Under step one of the impairment test, if the fair value is greater than its carrying amount there is no impairment. If the fair value is less than its carrying amount the difference would be the amount of impairment and there would be no requirement to perform a costly hypothetical business combination currently required by GAAP.

If this alternative method of accounting for goodwill is elected, companies would be required to present the aggregated net amount of goodwill as a separate line item on its balance sheet.
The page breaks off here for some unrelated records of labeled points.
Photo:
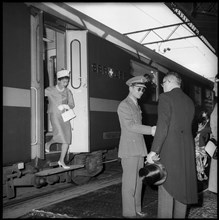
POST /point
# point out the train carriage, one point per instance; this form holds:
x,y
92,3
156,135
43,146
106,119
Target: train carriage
x,y
40,39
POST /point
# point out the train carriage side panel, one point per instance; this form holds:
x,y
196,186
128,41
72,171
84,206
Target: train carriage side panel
x,y
16,83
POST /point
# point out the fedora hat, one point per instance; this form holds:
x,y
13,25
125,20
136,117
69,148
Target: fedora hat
x,y
153,173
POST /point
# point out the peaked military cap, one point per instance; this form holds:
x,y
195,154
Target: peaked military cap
x,y
62,73
136,81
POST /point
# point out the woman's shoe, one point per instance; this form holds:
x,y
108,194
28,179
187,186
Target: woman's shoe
x,y
63,165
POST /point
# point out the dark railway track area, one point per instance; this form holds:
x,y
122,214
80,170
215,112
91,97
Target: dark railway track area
x,y
99,198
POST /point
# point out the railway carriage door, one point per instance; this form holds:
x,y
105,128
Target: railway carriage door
x,y
37,80
76,48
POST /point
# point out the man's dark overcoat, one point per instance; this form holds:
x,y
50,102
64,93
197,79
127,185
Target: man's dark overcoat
x,y
174,142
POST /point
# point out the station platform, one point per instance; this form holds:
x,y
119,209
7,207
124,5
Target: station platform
x,y
107,203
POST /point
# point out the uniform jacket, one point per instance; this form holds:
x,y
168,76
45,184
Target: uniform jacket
x,y
57,98
213,122
174,142
131,141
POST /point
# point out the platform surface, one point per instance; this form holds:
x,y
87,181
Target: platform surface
x,y
57,170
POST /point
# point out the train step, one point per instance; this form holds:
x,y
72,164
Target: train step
x,y
57,170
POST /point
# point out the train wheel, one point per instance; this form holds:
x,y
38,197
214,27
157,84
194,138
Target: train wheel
x,y
80,180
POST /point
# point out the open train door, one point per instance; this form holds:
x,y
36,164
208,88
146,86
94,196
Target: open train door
x,y
76,49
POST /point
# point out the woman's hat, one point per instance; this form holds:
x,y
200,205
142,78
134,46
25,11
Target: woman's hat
x,y
153,173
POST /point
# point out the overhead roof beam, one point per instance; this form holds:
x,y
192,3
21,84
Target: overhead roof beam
x,y
162,41
173,7
156,28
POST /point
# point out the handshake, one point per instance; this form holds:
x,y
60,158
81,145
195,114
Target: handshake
x,y
62,107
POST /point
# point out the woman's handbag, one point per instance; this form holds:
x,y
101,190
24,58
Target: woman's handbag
x,y
68,115
153,174
211,148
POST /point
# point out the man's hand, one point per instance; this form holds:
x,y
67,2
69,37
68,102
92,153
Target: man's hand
x,y
151,157
61,107
66,107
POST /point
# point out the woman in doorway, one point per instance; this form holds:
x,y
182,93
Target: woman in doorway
x,y
60,99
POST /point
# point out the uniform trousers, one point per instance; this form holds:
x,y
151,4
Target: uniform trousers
x,y
168,207
131,185
212,182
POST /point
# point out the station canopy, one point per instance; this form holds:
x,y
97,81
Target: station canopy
x,y
164,28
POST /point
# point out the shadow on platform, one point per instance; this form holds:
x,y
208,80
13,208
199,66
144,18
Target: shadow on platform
x,y
106,203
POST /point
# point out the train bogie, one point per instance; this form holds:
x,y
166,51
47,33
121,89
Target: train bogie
x,y
38,42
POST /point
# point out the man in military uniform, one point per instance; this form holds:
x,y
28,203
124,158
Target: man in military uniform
x,y
132,147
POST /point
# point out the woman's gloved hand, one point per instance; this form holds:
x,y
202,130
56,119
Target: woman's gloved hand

Notes to its financial statements would disclose gross carrying amount of goodwill and any relevant information concerning changes in goodwill.

This alternative method should be applied prospectively for annual periods beginning after December 15, 2014 and for interim periods beginning after December 15, 2015. While early adoption is permitted, companies should seek their stakeholders’ acceptance of financial statements that reflect its application before electing the alternative method.